Menanggapi hal ini, Ketua Komisi A DPRD DKI, Inggard Joshua, Fraksi Partai Gerindra, secara lugas menyatakan bahwa hak beribadah setiap warga negara adalah jaminan undang-undang.
Inggard menekankan, bahwa permasalahan muncul ketika penggunaan rumah tinggal sebagai tempat ibadah menimbulkan gangguan bagi warga sekitar.
“Kami selalu mendukung hak setiap warga untuk beribadah sesuai agama dan keyakinannya. Namun, tentu saja pelaksanaannya harus mematuhi aturan, tidak mengganggu ketertiban umum,” tegas Inggard, dikutip dari keterangannya di Jakarta, pada Rabu 2 Juli 2025.

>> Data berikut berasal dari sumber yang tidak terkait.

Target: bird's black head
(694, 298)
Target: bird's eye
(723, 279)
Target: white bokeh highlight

Mediasi yang difasilitasi Komisi A DPRD Jakarta berupaya mencari solusi win-win, jemaat dapat menjalankan ibadah dengan khusyuk, dan warga sekitar tetap merasa nyaman. Kunci utamanya adalah menciptakan harmoni dalam kehidupan beragama.
Terpisah dari itu, Kepala Badan Kesatuan Bangsa dan Politik atau Kesbangpol DKI Jakarta, Muhammad Matsani, menyoroti pentingnya koordinasi.
“Pengurus Vihara sebaiknya berkoordinasi dengan RT, RW, lurah, camat, hingga kepolisian sebelum menggelar kegiatan keagamaan,” ujarnya.
Matsani menjelaskan, langkah ini bukan birokrasi yang rumit, melainkan upaya preventif agar kegiatan berjalan lancar dan tidak memicu gesekan.
Selain itu, Ketua Forum Kerukunan Umat Beragama atau FKUB Jakarta Barat, Ujang Badri, memberikan penekanan pada komunikasi yang baik.
“Tepenting adalah adanya niat kuat dari pengurus untuk membangun kebersamaan, kekompakan, dan kerukunan dengan warga,” kata Ujang.
Ia menyarankan saling sapa, sosialisasi, dan dialog terbuka sebagai cara efektif membangun hubungan baik.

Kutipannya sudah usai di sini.